Published on October 1, 2017
One of the most discouraging aspects of weight loss is the inevitable slips . . . and everyone has them. For some people, the occasional slip brings about an all-out binge . . . followed by regret, remorse, guilt, disgust, self-loathing, a sense of powerlessness and a feeling of “what’s the use?”
Sound familiar? This is what is meant by “falling off the weight loss wagon,” and if you can change how you think about it, you don’t need to be victimized by it anymore.
Let’s start by looking at a simple kid’s board game called “Chutes and Ladders.”
In case you forgot how to play (or, if you’re too young to ever have even heard of the game!), here’s how it works: You use a spinner to advance from space to space toward the winner’s spot. Along the way there are ladders—which has you climb up and over a lot of spaces—as well as chutes, which send you sliding back in the opposite direction.
Some kids are pretty mellow and play this game with a laissez faire “whatever” attitude, taking life as it comes with all its ups and downs, pitfalls and triumphs. They learn the wonderful moral of Chutes and Ladders: Half of the secret to life is just showing up. Keep playing the game, and eventually you’ll get where you’re going.
Some kids, however, get really upset when they land on a chute. They’re ready to quit the game, pick up their marbles, so to speak, and go home. For some reason, they believe that life isn’t supposed to have any chutes. When they land on them, they are very disappointed and feel like giving up.
Well, weight loss is like a huge game of chutes and ladders!

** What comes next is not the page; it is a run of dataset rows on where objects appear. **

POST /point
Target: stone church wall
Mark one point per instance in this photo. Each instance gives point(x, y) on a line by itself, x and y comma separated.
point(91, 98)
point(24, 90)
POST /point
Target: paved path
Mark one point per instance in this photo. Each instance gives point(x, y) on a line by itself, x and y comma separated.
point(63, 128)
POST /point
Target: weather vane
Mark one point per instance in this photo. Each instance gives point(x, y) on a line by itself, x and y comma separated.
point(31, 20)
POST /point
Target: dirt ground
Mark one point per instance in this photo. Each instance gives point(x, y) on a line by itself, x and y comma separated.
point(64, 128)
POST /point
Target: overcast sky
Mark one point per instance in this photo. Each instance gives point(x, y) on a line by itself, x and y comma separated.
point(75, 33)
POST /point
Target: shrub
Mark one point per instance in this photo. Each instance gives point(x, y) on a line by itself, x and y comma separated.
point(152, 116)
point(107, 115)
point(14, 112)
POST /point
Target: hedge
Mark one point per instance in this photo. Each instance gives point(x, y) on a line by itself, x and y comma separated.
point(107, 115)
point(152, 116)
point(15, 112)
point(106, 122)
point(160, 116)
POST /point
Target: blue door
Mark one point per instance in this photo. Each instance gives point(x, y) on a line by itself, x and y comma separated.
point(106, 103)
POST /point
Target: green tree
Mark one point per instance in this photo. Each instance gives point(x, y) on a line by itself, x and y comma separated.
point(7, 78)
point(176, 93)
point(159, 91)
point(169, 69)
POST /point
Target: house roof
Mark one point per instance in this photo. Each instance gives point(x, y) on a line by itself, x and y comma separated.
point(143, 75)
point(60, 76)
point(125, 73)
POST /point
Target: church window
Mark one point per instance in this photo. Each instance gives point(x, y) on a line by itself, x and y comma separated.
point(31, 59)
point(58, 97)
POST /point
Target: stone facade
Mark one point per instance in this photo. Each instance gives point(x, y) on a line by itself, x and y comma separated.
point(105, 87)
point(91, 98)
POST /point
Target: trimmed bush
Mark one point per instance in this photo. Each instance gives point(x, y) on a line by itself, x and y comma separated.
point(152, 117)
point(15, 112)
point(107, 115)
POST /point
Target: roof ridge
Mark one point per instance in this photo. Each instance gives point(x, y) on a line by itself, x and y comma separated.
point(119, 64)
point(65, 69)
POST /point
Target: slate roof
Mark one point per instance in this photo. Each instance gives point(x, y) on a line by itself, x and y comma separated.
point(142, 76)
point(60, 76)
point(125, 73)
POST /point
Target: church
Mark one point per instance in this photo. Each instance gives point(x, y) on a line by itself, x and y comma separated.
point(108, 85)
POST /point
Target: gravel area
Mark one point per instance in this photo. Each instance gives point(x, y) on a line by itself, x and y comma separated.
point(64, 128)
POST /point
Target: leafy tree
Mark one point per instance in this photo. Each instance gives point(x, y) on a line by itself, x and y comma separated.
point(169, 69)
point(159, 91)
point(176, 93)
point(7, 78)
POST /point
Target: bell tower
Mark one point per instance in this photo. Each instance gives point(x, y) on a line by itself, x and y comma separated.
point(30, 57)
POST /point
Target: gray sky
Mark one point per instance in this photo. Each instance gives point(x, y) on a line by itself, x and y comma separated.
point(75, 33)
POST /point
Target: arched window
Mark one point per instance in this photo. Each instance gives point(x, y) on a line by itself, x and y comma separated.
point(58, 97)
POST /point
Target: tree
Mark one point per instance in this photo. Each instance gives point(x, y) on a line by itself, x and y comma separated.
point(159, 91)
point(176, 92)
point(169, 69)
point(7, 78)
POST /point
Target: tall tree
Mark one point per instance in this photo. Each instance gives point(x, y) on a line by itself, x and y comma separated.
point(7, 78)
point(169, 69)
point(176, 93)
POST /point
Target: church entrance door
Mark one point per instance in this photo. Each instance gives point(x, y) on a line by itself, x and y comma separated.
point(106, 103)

In dealing with hundreds of clients over the years, we’ve discovered that the biggest difference between the winners and the losers in the weight loss and maintenance wars isn’t whether or not people have slips and go off their program. It’s not really a question of if they have them; it’s a question of when. What really makes the difference is how you deal with the slips when they happen. Here’s an example. You’ve been absolutely wonderful on your eating plan for three weeks. You’ve been sticking to your program and feeling pretty terrific. You go to a wedding and have a glass of wine. Before you know it, someone is insisting you try those delicious little canapés, and before the wedding singer can say, “ . . . and the bride cuts the cake” you’ve managed to down about 4,000 unwanted calories from stuff you wouldn’t have been caught dead looking at during the past couple of weeks or months—desserts, breads, alcohol, you name it. Most people think that’s where the action stops. Actually, it’s where the real action begins.
First, a reality check. Have you done a whole lot of damage? Not really. Maybe you put on a pound or two. So what? You can knock it off in no time and go right back to “work” on yourself. So, what’s the problem?

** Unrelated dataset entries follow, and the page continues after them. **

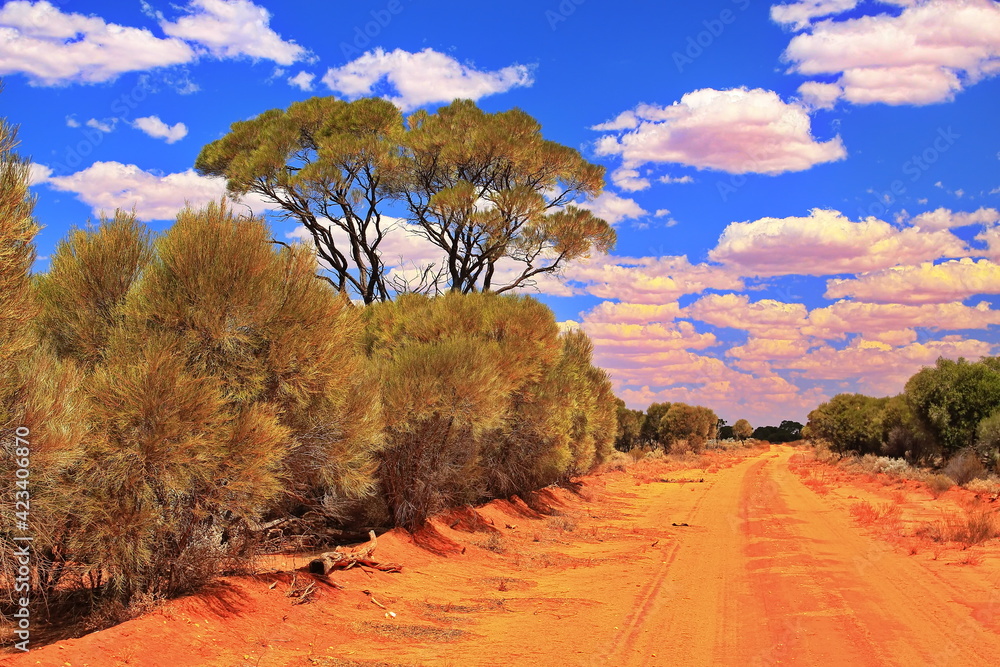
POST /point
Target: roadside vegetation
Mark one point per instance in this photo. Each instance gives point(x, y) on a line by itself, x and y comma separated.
point(198, 396)
point(943, 430)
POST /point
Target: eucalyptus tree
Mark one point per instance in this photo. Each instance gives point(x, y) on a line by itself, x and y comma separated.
point(487, 189)
point(329, 165)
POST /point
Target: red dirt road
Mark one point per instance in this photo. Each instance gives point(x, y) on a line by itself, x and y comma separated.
point(766, 571)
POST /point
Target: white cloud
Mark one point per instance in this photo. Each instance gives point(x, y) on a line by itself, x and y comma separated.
point(642, 280)
point(869, 319)
point(421, 78)
point(826, 243)
point(799, 14)
point(303, 80)
point(106, 186)
point(613, 208)
point(54, 48)
point(51, 47)
point(156, 128)
point(820, 95)
point(926, 54)
point(944, 218)
point(680, 179)
point(233, 28)
point(924, 283)
point(737, 131)
point(629, 179)
point(103, 126)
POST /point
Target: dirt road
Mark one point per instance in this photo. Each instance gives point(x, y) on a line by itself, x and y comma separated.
point(743, 565)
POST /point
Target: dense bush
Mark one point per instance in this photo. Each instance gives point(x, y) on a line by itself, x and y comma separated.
point(37, 391)
point(950, 400)
point(687, 425)
point(950, 411)
point(483, 398)
point(224, 384)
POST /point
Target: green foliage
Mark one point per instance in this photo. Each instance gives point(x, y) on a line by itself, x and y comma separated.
point(849, 422)
point(17, 252)
point(482, 187)
point(37, 392)
point(224, 384)
point(988, 440)
point(952, 398)
point(693, 424)
point(172, 472)
point(787, 432)
point(742, 429)
point(328, 164)
point(630, 424)
point(483, 398)
point(649, 433)
point(89, 277)
point(462, 158)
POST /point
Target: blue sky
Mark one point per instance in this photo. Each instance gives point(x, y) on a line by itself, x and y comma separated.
point(805, 193)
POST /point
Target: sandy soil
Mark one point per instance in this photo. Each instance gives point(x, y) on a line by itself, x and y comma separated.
point(753, 559)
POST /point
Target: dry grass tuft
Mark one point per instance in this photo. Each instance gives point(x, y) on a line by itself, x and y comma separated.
point(939, 484)
point(975, 527)
point(884, 514)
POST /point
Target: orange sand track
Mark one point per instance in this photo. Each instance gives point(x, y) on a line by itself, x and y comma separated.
point(766, 572)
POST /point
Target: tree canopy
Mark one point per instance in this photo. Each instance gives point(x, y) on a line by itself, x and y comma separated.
point(487, 189)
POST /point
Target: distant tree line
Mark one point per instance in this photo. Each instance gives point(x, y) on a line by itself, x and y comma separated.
point(669, 426)
point(945, 410)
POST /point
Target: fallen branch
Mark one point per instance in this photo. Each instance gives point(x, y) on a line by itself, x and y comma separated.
point(344, 558)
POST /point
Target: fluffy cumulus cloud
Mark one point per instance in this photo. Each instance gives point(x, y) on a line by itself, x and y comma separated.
point(614, 208)
point(53, 47)
point(901, 309)
point(869, 320)
point(827, 243)
point(106, 186)
point(156, 128)
point(944, 218)
point(233, 28)
point(767, 317)
point(425, 77)
point(922, 55)
point(303, 80)
point(949, 281)
point(878, 368)
point(737, 131)
point(643, 280)
point(800, 14)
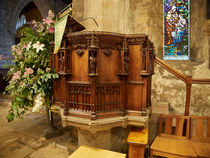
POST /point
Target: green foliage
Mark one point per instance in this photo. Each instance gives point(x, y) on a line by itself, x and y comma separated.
point(31, 77)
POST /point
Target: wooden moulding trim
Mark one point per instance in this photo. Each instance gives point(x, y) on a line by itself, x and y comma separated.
point(122, 74)
point(136, 82)
point(146, 74)
point(82, 82)
point(200, 81)
point(171, 69)
point(64, 74)
point(165, 154)
point(93, 74)
point(109, 83)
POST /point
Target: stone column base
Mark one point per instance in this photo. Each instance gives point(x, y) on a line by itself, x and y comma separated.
point(99, 139)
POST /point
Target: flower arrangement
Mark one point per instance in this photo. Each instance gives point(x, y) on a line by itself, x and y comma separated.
point(31, 77)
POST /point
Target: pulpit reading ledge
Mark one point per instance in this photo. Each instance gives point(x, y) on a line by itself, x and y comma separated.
point(104, 80)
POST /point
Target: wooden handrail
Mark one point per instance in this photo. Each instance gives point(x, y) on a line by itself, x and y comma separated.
point(187, 79)
point(171, 69)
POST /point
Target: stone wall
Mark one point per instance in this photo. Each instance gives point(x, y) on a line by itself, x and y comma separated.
point(146, 16)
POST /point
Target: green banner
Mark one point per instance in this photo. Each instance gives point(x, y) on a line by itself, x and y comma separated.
point(60, 26)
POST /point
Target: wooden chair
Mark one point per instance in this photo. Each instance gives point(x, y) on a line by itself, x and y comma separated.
point(200, 135)
point(172, 140)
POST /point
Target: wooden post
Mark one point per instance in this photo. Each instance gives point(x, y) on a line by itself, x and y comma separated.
point(188, 94)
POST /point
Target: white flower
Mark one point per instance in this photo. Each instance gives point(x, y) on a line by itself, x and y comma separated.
point(38, 102)
point(28, 46)
point(38, 46)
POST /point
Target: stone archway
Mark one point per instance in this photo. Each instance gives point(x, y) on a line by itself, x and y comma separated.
point(41, 5)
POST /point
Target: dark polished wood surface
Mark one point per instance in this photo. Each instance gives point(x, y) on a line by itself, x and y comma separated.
point(103, 72)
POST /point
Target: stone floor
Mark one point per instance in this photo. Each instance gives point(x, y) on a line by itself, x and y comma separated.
point(25, 139)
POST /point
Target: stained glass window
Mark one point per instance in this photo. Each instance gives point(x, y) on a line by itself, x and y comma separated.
point(176, 37)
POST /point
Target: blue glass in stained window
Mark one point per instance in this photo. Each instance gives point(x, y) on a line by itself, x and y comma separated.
point(176, 19)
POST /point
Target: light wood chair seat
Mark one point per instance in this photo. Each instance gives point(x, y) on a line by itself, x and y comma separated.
point(172, 147)
point(173, 140)
point(91, 152)
point(201, 149)
point(200, 135)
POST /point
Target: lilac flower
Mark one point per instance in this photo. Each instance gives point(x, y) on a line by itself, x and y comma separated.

The problem isn’t what you did, but what you make it mean. You tell yourself that your “going off” means that you have no will power, that you will never EVER succeed, that you don’t deserve to succeed and that your efforts are in vain. In other words, you hit a chute and now you want to pick up your marbles and go home, stop the game.

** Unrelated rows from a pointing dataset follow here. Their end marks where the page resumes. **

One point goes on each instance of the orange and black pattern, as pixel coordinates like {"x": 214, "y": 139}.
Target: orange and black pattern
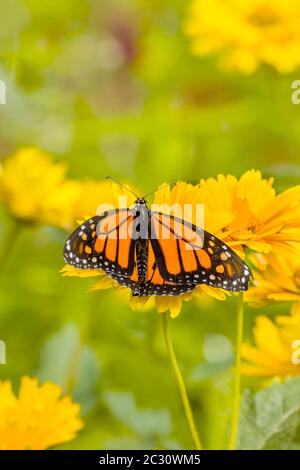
{"x": 173, "y": 258}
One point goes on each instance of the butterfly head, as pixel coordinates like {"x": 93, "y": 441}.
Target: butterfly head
{"x": 140, "y": 201}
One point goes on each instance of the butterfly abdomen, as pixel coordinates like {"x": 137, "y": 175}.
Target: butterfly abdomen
{"x": 142, "y": 241}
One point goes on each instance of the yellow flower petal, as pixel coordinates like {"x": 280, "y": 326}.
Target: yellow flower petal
{"x": 38, "y": 418}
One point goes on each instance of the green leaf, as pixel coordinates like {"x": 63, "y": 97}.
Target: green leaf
{"x": 66, "y": 362}
{"x": 270, "y": 418}
{"x": 148, "y": 422}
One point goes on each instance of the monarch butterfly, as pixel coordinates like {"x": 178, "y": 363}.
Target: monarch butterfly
{"x": 128, "y": 244}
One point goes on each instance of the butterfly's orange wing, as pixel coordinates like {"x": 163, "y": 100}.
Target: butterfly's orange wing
{"x": 191, "y": 256}
{"x": 105, "y": 242}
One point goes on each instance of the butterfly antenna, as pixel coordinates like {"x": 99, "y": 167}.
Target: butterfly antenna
{"x": 122, "y": 185}
{"x": 164, "y": 186}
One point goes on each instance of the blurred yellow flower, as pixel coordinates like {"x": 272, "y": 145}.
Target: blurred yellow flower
{"x": 276, "y": 279}
{"x": 38, "y": 418}
{"x": 277, "y": 347}
{"x": 247, "y": 212}
{"x": 247, "y": 33}
{"x": 94, "y": 195}
{"x": 34, "y": 188}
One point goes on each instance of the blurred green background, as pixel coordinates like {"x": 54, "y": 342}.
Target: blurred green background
{"x": 111, "y": 88}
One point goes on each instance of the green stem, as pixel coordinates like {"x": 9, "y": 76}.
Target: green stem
{"x": 237, "y": 378}
{"x": 180, "y": 383}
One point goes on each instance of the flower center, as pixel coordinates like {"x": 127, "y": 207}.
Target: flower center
{"x": 263, "y": 17}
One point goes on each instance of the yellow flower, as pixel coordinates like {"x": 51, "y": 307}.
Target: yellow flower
{"x": 38, "y": 418}
{"x": 94, "y": 195}
{"x": 181, "y": 194}
{"x": 35, "y": 189}
{"x": 277, "y": 347}
{"x": 276, "y": 279}
{"x": 247, "y": 212}
{"x": 247, "y": 33}
{"x": 241, "y": 212}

Let me suggest something more empowering.
Suppose, instead, you learn to see life’s occasional chutes as just that—stumbling blocks that everyone hits on their personal path to achieving their goals (weight loss goals or otherwise), nothing to be afraid of and certainly nothing to which you should give a lot of meaning. So, you hit a chute. So what? On your next spin, you might hit a ladder.
Most important of all to remember: You can’t win the game unless you keep on playing. And every minute gives you a new chance for another spin. Take it. And don’t look back.